Update the patch by using LoopToColdBBRatio instead of a probability according to David's comment.

Ok -- the change is made to be consistent with existing trace formation heuristic to improve locality. It outlines the cold blocks and allow them to be pushed away further so that trace can be formed from the current loop with loop exit blocks..

lib/CodeGen/MachineBlockPlacement.cpp
832

Try to avoid hard-coding parameter like this.

congh added inline comments.Jul 31 2015, 2:41 PM
lib/CodeGen/MachineBlockPlacement.cpp
832

Should I make it a global constant variable or an option? The other 20% probability used in selectBestSuccessor() is also hard-coded and we could use the same variable to replace them.

I suggest making it an option. The other usage is slightly different

  • we can leave it out for now (if needed can be changed later).

David

congh updated this revision to Diff 31177.Jul 31 2015, 4:29 PM

Update the patch by making the loop-to-cold-block-ratio an option.

djasper edited edge metadata.Oct 7 2015, 7:42 AM

Why only do this if profile data is available? Are we scared that the statically derived probabilities are off by too much?

How does this affect nested loops? Is the 'outlined' block still in the outer loop? I am not sure which one would be better, but maybe we should add a comment and a test to document the behavior?

Should there be some minimum size for the block to be outlined? A very short block will still increase branch count, but not really affect cache locality. For those, the trade-off might be different.

congh added a comment.Oct 12 2015, 5:07 PM

Why only do this if profile data is available? Are we scared that the statically derived probabilities are off by too much?

Without precise profile data, it is safer to put all blocks of the same loop together: if hot blocks are scattered into several places at the runtime, we will get very poor cache locality.

How does this affect nested loops? Is the 'outlined' block still in the outer loop? I am not sure which one would be better, but maybe we should add a comment and a test to document the behavior?

You can treat each loop as a function: for an inner loop, if a block is cold, it will probably put together with blocks of its outer loop. But this is also determined by whether that block is cold or not in the outer loop (e.g., its frequency is more than 20% of the frequency of the outer loop). That says, we keep passing this cold block to outer loops until it is not cold in that outer loop anymore. I have updated the comment and explained this. I also updated the test case with a nested loop for which a block is cold for the inner loop but not cold for the outer loop.

Should there be some minimum size for the block to be outlined?
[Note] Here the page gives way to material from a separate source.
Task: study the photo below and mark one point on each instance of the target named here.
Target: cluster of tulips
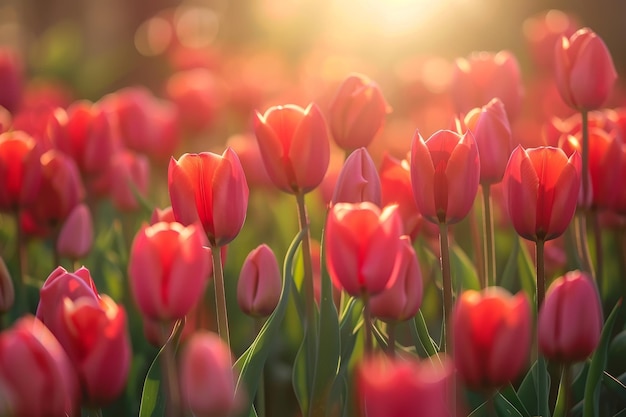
(388, 274)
A very short block will still increase branch count, but not really affect cache locality. For those, the trade-off might be different.

If we consider not to outline cold but very short blocks, we should do it uniformly in other cases. Take a diamond branch for instance:

A; if (...) B; else C; D;

Suppose B is very cold but very short, should we layout this branch as ACBD..., or ACD...B?

One optimization I could think out is that we can put B as close as possible to D without affecting overall branch cost.

congh updated this revision to Diff 37201.Oct 12 2015, 5:31 PM
congh edited edge metadata.

Update the patch according to Daniel's comments.

Sorry for the delay -- I will try to find some time to review it.

David

Please put the block set computation code into a helper function -- LGTM with that. Also how do you come up with the 5/1 ratio?

congh added a comment.Nov 2 2015, 10:33 AM

Ping?

Please put the block set computation code into a helper function -- LGTM with that. Also how do you come up with the 5/1 ratio?

OK. The 5/1 ratio complies with the ratio that is used in selectBestSuccessor(): when the loop has only one iteration, this will lead to similar result if we treat the loop as a non-loop by removing back edges.

congh updated this revision to Diff 38968.Nov 2 2015, 12:43 PM

Update the patch according to David's comment.

This revision was automatically updated to reflect the committed changes.